荒井由実、”COBALT HOUR” (1975)

唐突だが、私は基本的にアンチユーミンなのだ。四畳半フォーク趣味だった中学時代には、それを揶揄するような彼女の発言にかちんと来ていた。洋楽全盛期だった私の大学時代には、一大勢力として存在していたユーミンファンを、「いろいろ聞いたうえでなおユーミンが好きなわけ?それとも耳に入ってきやすいものを好きだと言ってるだけ?」と冷ややかな態度で見ていた。

そんな私が、荒井由実の70年代半ばまでの初期四部作をレビューしてみようと思う。このあたりの作品では、荒井由実の曲の良さに加えて、細野晴臣・鈴木茂といったはっぴいえんどを源流とする人々、そして松任谷正隆、山下達郎、吉田美奈子、大貫妙子といった錚々たるメンバーが固めたバックが醸し出す緻密な音世界が、やはり時代の先を行っていたと認めざるを得ないのが真実。この時代の彼女は、やはり良いのです。

さて、最初に取り込む一枚は、彼女の三作目となる”Cobalt hour”。この一曲は、と言えば、やはり2. 「卒業写真」だ。

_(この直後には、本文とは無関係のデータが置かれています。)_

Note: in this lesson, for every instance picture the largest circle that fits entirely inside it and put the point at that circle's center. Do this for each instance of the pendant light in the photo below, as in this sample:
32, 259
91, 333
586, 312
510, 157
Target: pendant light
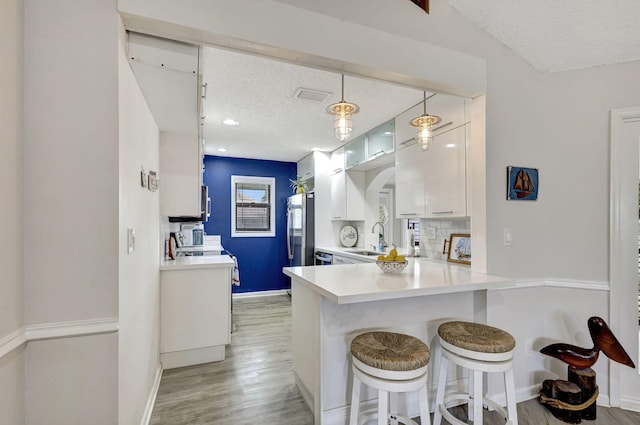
424, 123
342, 112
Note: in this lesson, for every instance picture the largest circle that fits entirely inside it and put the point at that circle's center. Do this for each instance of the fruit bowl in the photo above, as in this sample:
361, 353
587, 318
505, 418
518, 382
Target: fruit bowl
392, 266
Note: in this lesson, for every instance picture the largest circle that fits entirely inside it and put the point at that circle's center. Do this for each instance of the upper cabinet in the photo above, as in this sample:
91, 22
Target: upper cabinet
432, 184
355, 152
380, 140
167, 73
445, 175
306, 170
452, 110
347, 190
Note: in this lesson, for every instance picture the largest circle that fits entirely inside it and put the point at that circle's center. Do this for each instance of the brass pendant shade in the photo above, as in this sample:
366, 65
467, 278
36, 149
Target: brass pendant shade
342, 113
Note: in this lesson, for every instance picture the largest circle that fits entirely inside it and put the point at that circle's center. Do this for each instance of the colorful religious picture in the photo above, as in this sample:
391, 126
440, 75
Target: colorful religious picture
522, 184
459, 248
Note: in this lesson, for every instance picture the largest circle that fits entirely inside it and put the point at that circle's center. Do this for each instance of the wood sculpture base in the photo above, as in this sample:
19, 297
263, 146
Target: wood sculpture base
574, 399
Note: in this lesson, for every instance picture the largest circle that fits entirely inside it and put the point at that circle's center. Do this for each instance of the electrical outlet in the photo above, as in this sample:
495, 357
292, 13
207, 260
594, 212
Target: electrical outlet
507, 236
131, 240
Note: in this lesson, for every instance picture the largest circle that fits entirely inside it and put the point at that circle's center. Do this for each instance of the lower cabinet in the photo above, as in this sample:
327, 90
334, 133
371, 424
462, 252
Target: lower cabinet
337, 259
195, 315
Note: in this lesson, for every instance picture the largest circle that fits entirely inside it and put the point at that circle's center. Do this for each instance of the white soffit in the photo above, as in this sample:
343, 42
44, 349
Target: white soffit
561, 35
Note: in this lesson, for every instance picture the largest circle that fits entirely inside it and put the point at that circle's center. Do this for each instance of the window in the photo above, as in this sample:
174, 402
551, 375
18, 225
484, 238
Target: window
253, 208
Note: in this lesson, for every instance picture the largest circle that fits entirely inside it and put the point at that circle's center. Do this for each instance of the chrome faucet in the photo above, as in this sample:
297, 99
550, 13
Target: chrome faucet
383, 244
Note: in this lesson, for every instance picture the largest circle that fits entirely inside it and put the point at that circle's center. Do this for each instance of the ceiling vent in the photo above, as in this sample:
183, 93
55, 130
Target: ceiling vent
309, 94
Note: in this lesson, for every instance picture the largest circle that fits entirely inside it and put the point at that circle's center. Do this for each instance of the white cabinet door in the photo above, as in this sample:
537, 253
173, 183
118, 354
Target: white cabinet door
180, 174
306, 167
404, 133
347, 195
410, 166
195, 308
451, 109
445, 175
339, 196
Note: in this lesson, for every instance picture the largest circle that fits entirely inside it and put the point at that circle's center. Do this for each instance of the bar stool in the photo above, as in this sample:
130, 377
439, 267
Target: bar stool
391, 363
479, 348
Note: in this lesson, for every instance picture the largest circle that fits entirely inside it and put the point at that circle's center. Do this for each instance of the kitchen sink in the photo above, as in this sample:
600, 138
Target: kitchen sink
367, 253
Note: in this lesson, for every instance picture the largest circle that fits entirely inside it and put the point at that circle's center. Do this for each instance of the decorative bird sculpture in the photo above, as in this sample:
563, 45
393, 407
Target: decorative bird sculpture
603, 340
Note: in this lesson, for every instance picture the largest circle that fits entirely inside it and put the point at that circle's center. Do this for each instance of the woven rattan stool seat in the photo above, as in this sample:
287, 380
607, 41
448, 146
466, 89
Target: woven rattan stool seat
477, 337
390, 351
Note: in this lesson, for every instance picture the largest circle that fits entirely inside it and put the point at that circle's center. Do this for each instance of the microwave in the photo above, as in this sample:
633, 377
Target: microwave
205, 209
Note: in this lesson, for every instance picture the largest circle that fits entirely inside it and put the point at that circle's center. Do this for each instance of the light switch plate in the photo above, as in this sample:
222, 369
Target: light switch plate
131, 240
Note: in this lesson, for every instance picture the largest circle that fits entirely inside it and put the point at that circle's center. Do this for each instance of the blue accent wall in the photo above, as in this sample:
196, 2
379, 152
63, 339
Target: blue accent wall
260, 260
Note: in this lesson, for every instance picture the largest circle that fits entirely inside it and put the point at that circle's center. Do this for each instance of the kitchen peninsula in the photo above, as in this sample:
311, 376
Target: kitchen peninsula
333, 304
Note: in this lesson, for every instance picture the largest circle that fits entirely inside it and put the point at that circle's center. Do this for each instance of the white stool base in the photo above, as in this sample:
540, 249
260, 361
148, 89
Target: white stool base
387, 389
475, 398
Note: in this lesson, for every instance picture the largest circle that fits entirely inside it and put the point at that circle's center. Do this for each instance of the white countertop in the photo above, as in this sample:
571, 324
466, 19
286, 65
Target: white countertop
354, 283
197, 262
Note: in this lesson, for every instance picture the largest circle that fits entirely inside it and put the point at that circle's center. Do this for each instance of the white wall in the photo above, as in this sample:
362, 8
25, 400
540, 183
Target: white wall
11, 209
138, 359
71, 206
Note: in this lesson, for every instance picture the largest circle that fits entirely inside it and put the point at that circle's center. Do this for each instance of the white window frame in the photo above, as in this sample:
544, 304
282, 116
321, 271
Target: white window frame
271, 181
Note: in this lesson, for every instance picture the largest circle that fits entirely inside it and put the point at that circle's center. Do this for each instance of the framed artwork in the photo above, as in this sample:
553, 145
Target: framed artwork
522, 184
459, 248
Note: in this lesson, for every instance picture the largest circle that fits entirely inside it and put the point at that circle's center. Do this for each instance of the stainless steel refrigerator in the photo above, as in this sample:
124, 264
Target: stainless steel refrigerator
300, 224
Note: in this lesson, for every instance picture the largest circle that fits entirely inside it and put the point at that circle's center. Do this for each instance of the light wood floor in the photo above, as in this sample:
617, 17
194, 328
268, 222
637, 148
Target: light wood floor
255, 385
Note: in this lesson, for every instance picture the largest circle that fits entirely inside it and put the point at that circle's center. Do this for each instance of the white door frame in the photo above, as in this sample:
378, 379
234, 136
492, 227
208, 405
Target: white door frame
624, 382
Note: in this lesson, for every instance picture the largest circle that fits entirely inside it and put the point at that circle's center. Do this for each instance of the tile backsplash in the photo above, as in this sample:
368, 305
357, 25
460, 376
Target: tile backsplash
432, 248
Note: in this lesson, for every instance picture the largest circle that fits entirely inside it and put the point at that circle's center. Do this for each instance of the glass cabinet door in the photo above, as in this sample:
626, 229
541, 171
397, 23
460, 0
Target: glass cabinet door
355, 152
380, 140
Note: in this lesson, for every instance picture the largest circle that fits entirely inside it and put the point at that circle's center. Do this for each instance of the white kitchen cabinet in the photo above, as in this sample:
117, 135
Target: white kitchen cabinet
410, 193
195, 315
306, 167
180, 174
338, 259
404, 133
432, 184
445, 175
347, 195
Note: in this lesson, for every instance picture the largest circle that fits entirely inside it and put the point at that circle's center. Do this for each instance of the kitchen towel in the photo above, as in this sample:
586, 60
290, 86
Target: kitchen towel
235, 275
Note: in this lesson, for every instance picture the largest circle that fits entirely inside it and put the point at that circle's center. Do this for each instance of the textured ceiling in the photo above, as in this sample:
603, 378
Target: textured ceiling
561, 35
259, 93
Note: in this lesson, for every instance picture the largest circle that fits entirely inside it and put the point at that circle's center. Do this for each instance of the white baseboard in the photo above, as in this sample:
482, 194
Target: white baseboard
260, 293
151, 400
306, 394
629, 404
12, 341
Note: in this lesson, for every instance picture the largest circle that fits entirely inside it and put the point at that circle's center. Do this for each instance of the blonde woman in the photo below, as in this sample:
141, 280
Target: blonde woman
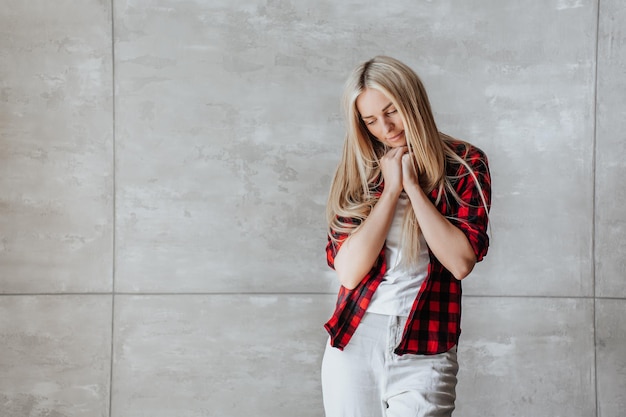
408, 214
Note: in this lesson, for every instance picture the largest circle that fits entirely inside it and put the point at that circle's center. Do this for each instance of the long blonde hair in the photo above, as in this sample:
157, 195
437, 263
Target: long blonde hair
358, 175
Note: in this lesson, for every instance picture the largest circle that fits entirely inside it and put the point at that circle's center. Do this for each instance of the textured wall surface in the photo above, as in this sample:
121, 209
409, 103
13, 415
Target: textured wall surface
164, 167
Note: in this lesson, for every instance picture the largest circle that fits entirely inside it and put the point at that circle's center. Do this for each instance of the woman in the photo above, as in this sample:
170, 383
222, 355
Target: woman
408, 214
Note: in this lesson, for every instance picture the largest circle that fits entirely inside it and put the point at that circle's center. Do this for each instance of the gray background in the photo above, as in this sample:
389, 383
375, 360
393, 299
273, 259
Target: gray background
164, 167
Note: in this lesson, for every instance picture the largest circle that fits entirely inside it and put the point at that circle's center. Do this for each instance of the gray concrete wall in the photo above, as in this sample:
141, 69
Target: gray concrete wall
164, 167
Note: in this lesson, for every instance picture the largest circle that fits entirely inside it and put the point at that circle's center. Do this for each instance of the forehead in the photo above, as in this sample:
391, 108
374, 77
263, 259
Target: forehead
371, 101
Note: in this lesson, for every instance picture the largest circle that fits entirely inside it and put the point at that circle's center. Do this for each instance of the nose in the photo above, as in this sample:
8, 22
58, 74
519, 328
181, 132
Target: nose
387, 126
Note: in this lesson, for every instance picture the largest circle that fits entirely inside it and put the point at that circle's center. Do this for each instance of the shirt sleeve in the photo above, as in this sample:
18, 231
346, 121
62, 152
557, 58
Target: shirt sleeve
471, 216
333, 245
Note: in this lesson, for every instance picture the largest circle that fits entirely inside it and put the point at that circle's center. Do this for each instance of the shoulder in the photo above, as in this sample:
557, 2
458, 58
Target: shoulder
472, 156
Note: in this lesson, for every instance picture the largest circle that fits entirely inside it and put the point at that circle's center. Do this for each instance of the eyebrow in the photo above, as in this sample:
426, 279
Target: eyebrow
384, 110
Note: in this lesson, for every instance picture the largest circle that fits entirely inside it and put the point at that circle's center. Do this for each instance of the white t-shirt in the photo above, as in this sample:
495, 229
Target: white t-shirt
400, 285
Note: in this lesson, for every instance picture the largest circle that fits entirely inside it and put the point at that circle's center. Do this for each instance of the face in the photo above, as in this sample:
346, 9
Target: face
381, 117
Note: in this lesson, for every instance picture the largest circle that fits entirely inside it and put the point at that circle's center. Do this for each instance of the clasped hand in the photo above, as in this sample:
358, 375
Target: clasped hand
398, 171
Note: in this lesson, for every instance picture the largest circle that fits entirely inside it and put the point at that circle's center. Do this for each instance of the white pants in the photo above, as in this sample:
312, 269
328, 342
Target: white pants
367, 379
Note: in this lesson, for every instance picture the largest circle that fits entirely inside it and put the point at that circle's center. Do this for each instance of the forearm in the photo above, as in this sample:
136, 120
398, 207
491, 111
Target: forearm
359, 252
446, 241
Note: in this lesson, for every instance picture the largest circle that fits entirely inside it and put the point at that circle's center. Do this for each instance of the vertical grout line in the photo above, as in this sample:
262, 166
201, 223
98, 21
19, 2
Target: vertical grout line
114, 174
594, 205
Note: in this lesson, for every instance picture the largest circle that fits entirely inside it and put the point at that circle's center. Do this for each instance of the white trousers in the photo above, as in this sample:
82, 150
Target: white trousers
367, 379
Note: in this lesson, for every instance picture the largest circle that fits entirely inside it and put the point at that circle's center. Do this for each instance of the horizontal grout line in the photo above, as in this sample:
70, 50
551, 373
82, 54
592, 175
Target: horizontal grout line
286, 293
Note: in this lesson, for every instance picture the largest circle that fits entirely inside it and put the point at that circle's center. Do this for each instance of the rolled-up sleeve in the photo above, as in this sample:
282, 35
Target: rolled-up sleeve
472, 217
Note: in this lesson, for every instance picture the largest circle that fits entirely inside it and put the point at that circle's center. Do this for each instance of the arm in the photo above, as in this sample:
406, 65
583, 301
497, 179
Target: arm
359, 251
446, 241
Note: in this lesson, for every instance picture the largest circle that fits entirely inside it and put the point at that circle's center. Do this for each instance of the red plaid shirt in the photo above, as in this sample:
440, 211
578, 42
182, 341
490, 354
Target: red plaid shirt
434, 323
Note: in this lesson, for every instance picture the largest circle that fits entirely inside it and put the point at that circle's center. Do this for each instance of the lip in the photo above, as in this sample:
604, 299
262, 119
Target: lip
396, 137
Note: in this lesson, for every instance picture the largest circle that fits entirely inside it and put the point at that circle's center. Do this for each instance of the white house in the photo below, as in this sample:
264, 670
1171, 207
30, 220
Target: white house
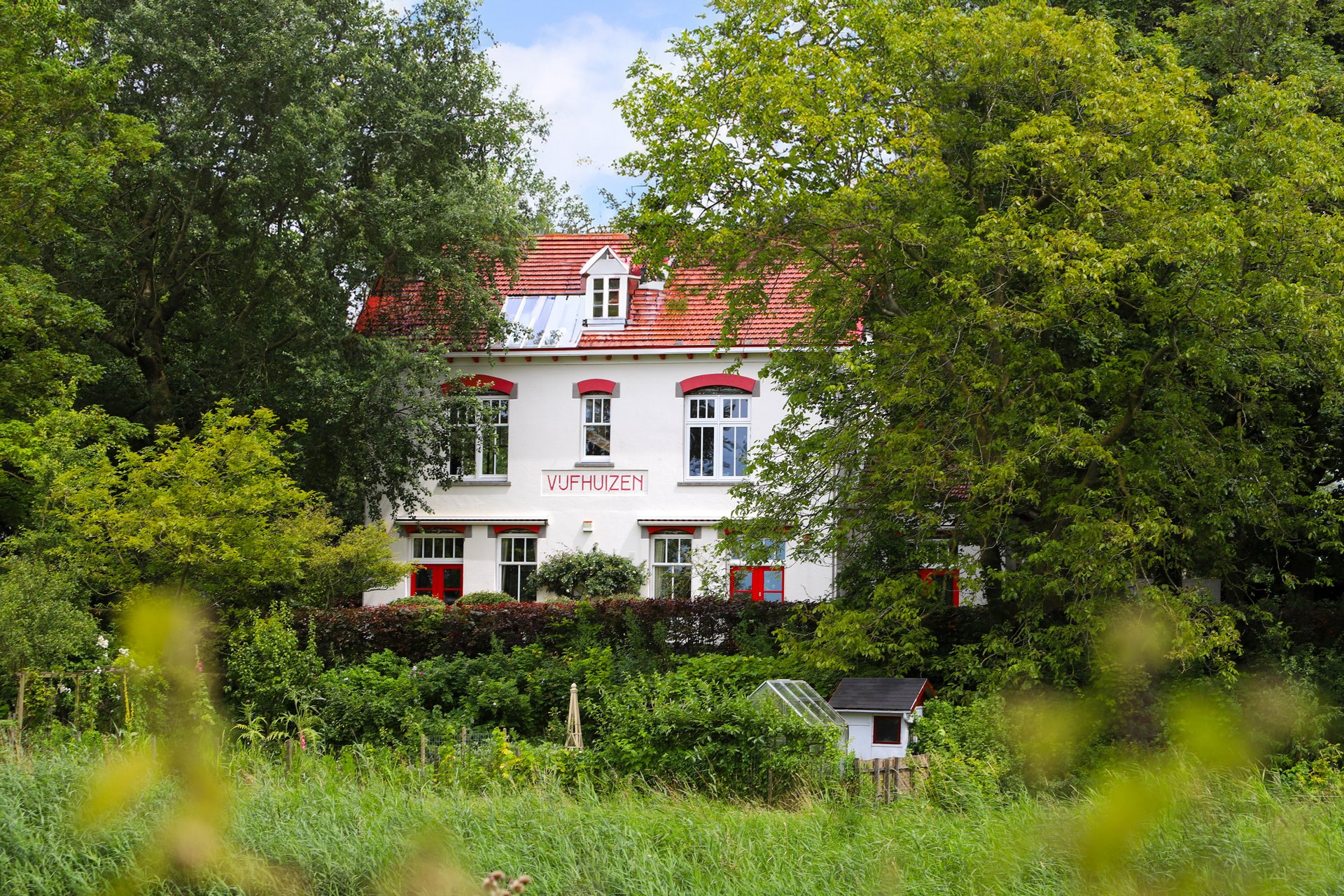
879, 713
619, 421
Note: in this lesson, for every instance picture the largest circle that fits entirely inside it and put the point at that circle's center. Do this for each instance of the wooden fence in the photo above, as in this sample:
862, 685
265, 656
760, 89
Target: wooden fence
892, 777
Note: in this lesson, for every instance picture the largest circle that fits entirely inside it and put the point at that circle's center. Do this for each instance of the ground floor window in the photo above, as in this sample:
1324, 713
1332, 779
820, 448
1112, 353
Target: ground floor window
758, 583
518, 564
442, 580
886, 729
672, 566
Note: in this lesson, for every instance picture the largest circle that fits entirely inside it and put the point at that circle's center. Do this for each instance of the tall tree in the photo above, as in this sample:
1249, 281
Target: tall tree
58, 144
312, 149
1068, 314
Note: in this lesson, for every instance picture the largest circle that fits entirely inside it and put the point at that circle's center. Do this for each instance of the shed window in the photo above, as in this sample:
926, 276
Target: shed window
886, 729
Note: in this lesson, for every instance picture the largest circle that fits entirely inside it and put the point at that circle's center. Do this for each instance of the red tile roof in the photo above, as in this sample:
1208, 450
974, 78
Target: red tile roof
689, 314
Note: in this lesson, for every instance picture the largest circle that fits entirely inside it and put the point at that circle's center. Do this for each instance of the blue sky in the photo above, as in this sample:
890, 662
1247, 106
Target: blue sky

Hi-Fi setの方がヒットしたし、ボーカルだけをとれば山本潤子さんの方がすばらしいのである。が、曲の仕上がりとしてはこちらの方が圧倒的に良い。やはり、このバックのアレンジによるところが大きいのかなと思う。鈴木茂のギターはすごいね。ヒットした5. 「ルージュの伝言」は、どうも私にはピンとこない。8. 「少しだけ片想い」、9. 「雨のステイション」は名曲。